Source: tox
Version: 4.4.6-2
Severity: wishlist
Tags: patch
User: reproducible-bui...@lists.alioth.debian.org
Usertags: timestamps, randomness
X-Debbugs-Cc: reproducible-b...@lists.alioth.debian.org
Hi,
Whilst working on the Reproducible Builds effort [0], we noticed that
tox could not be built reproducibly.
This is because:
a) The documentation embeded the current build date via the copyright
year and a "last updated" timestamp. The attached patch changes this
to use SOURCE_DATE_EPOCH if available.
b) The default value for the --hashset argument (a random integer) was
encoded into the documentation. As this value was nondeterminstic, a
fresh value is inserted into the documentation on each build. This in
turn makes the package unreproducible. The attached patch changes this
to use the Pythonic "default=None … if default is None" pattern (NB.
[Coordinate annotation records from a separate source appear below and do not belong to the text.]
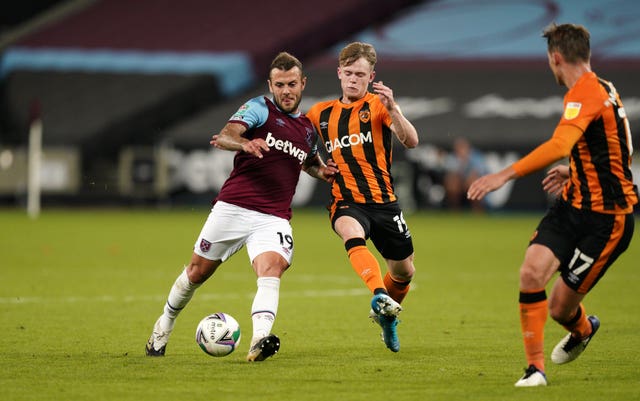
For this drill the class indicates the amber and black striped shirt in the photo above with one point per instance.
(358, 138)
(600, 174)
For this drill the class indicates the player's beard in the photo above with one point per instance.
(291, 109)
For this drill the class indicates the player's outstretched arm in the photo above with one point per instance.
(555, 180)
(315, 167)
(490, 182)
(404, 130)
(230, 138)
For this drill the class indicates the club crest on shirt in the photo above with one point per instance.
(239, 115)
(205, 245)
(572, 110)
(309, 137)
(364, 115)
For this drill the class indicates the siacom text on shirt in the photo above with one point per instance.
(286, 147)
(348, 140)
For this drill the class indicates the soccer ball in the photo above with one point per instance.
(218, 334)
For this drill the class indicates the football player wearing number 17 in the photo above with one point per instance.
(274, 142)
(358, 130)
(591, 223)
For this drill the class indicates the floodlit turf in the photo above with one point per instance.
(81, 289)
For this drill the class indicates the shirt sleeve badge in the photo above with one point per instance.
(572, 110)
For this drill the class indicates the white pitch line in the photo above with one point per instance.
(200, 295)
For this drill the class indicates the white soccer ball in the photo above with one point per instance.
(218, 334)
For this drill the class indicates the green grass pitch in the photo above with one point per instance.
(81, 289)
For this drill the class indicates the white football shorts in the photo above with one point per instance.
(229, 227)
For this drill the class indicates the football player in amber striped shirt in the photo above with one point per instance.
(591, 223)
(358, 130)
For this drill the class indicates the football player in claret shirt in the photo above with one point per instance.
(274, 142)
(592, 222)
(358, 130)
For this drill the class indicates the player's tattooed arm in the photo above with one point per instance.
(230, 138)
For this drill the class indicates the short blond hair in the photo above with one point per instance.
(356, 50)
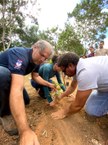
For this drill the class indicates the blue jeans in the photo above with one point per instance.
(41, 89)
(5, 81)
(97, 104)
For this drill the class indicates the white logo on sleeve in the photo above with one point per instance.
(18, 64)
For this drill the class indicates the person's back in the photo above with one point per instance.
(92, 73)
(17, 60)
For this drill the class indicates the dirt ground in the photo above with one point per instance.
(78, 129)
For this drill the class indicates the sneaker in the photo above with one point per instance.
(9, 125)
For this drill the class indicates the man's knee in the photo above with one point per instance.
(5, 77)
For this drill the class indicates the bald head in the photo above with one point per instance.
(42, 45)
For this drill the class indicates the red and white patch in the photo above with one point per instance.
(18, 64)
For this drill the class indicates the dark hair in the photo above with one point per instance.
(54, 59)
(68, 58)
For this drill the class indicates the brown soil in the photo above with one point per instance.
(78, 129)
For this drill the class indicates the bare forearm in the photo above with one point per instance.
(41, 81)
(68, 91)
(18, 112)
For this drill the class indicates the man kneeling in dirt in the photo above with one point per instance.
(15, 63)
(91, 78)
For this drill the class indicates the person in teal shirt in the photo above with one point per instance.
(47, 71)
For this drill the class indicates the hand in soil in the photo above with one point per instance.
(59, 114)
(28, 138)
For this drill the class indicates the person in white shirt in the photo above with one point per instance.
(90, 79)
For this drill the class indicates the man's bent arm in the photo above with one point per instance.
(27, 136)
(78, 103)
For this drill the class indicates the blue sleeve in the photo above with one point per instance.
(17, 62)
(60, 81)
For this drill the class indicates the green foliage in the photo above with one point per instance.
(68, 41)
(91, 19)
this is distinct from the "notset" value, which, incidentally, is
typod in the --help text.)
[0] https://reproducible-builds.org/
Regards,
--
,''`.
: :' : Chris Lamb
`. `'` la...@debian.org / chris-lamb.co.uk
`-
--- a/debian/patches/reproducible-build.patch 1970-01-01 01:00:00.000000000
+0100
--- b/debian/patches/reproducible-build.patch 2023-08-09 09:12:22.249949353
+0100
@@ -0,0 +1,67 @@
+Description: Make the build reproducible
+Author: Chris Lamb <la...@debian.org>
+Last-Update: 2023-08-09
+
+--- tox-4.4.6.orig/docs/conf.py
++++ tox-4.4.6/docs/conf.py
+@@ -1,9 +1,11 @@
+ from __future__ import annotations
+
++import os
+ import re
+ import subprocess
+ import sys
+-from datetime import date, datetime
++import time
++from datetime import datetime
+ from importlib.machinery import SourceFileLoader
+ from pathlib import Path
+ from subprocess import check_output
+@@ -20,9 +22,13 @@ from sphinx.ext.extlinks import External
+
+ from tox import __version__
+
++build_date = datetime.utcfromtimestamp(
++ int(os.environ.get('SOURCE_DATE_EPOCH', time.time()))
++)
++
+ company, name = "tox-dev", "tox"
+ release, version = __version__, ".".join(__version__.split(".")[:2])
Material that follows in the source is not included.